If you restore the gut microbiota of the germ-free mice before they are weaned, you may normalize these changes. After weaning, though, the changes to the hippocampus seem to get set in stone. That suggests that your pre-toddler microbiota has a window of opportunity to make permanent changes to the way you remember and process stress.
It’s complicated
It goes both ways: stress can also affect your microbiota. At this early age, that can have far-reaching knock-on effects. This story is nothing if not convoluted.
It makes sense that early exposure to microbes would lead to a change in your immune system. Newborns are so tiny and helpless that it seems almost cruel to expose them to such a nasty, germy world. But for most of us, it is a well-protected period where your parents – especially mom – can guide your development by seeding you with good bacteria and ensuring that your immune system will accommodate them.
But the effect on the brain itself seems more surprising. Why are bacteria needed to develop a properly functioning brain? It is as if microbes are trying to socialize us, to make us want to explore our world and, perhaps, to meet up with other people with something exciting to share: new microbes.
References
Stilling, Roman M., Feargal J. Ryan, Alan E. Hoban, Fergus Shanahan, Gerard Clarke, Marcus J. Claesson, Timothy G. Dinan, and John F. Cryan. “Microbes & Neurodevelopment--Absence of Microbiota during Early Life Increases Activity-Related Transcriptional Pathways in the Amygdala.” Brain, Behavior, and Immunity 50 (November 2015): 209–20. doi:10.1016/j.bbi.2015.07.009.
Hsiao, Elaine Y., Sara W. McBride, Sophia Hsien, Gil Sharon, Embriette R. Hyde, Tyler McCue, Julian A. Codelli, et al. “Microbiota Modulate Behavioral and Physiological Abnormalities Associated with Neurodevelopmental Disorders.” Cell 155, no. 7 (December 19, 2013): 1451–63. doi:10.1016/j.cell.2013.11.024.
Ogbonnaya, Ebere S., Gerard Clarke, Fergus Shanahan, Timothy G. Dinan, John F. Cryan, and Olivia F. O’Leary. “Adult Hippocampal Neurogenesis Is Regulated by the Microbiome.” Biological Psychiatry 78, no. 4 (August 15, 2015): e7-9. doi:10.1016/j.biopsych.2014.12.023.
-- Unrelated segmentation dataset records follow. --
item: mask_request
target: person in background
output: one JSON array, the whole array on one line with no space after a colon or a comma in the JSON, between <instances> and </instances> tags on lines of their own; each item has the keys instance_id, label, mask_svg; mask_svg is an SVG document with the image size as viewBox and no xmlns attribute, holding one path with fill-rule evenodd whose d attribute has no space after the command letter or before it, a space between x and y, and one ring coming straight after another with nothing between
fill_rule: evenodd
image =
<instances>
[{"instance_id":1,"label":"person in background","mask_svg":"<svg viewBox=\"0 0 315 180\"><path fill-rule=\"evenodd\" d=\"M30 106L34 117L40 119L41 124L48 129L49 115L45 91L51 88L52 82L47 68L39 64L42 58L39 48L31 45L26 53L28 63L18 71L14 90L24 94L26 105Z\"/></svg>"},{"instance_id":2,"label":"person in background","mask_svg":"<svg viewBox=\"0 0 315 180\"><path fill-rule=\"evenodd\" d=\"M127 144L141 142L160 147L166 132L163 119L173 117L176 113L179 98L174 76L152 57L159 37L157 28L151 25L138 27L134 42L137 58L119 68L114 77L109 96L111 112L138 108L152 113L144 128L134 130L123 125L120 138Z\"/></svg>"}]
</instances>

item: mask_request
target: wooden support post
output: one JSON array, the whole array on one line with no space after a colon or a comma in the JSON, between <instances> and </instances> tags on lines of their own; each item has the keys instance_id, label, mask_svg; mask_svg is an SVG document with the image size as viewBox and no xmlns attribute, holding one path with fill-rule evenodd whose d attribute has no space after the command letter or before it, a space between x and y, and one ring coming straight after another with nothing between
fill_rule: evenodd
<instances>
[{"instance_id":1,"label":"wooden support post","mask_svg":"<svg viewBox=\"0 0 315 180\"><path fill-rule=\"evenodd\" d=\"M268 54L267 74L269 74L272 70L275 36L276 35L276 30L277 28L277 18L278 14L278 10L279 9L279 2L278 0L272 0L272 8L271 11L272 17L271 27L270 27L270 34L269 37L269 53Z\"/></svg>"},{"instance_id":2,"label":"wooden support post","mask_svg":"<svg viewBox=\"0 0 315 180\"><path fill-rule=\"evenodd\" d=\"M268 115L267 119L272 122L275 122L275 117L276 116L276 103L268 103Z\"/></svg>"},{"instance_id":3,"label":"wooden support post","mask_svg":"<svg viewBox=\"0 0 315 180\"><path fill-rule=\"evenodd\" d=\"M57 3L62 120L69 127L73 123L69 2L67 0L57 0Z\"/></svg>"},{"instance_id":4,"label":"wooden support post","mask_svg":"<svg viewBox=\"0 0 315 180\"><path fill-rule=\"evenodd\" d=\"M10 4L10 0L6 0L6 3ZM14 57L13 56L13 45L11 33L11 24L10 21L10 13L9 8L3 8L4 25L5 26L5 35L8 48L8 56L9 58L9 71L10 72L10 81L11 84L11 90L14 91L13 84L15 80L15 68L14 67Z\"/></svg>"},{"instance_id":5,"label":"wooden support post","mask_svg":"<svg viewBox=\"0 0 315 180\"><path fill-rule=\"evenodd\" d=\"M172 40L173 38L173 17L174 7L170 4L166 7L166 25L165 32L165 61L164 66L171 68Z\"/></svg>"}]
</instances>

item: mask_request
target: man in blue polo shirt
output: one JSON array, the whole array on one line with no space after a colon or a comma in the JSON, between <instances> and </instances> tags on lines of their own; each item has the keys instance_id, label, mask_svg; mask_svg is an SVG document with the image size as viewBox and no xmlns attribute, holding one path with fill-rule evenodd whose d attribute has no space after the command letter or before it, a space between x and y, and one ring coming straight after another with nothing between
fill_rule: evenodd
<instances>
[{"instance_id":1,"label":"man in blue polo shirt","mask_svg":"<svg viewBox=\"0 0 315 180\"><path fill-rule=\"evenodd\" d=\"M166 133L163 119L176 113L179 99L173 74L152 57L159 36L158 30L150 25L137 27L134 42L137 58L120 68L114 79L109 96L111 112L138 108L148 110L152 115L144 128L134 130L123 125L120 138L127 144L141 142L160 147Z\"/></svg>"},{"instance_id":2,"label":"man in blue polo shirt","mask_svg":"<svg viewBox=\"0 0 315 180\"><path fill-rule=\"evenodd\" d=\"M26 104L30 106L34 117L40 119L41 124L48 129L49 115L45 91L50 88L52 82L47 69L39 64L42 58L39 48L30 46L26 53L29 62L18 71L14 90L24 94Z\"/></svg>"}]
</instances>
This article is adapted from the bestselling book I wrote with the top two scientists in the gut-brain field: John F. Cryan and Ted Dinan. They are simply brilliant, and are changing the world one psyche at a time! From National Geographic.




https://www.nature.com/articles/s41522-025-00808-5
Another more recent study re: changing the mouse microbiome and changing autism behaviours. These animal studies along with the small human studies make the association between autism and the microbiome hard to ignore. Many thanks for ALL your posts.
That's a great article, Doreen! Prenatal probiotics may play a significant role in the prevention of autism symptoms. These mouse studies provide an important perspective. Thanks for sharing!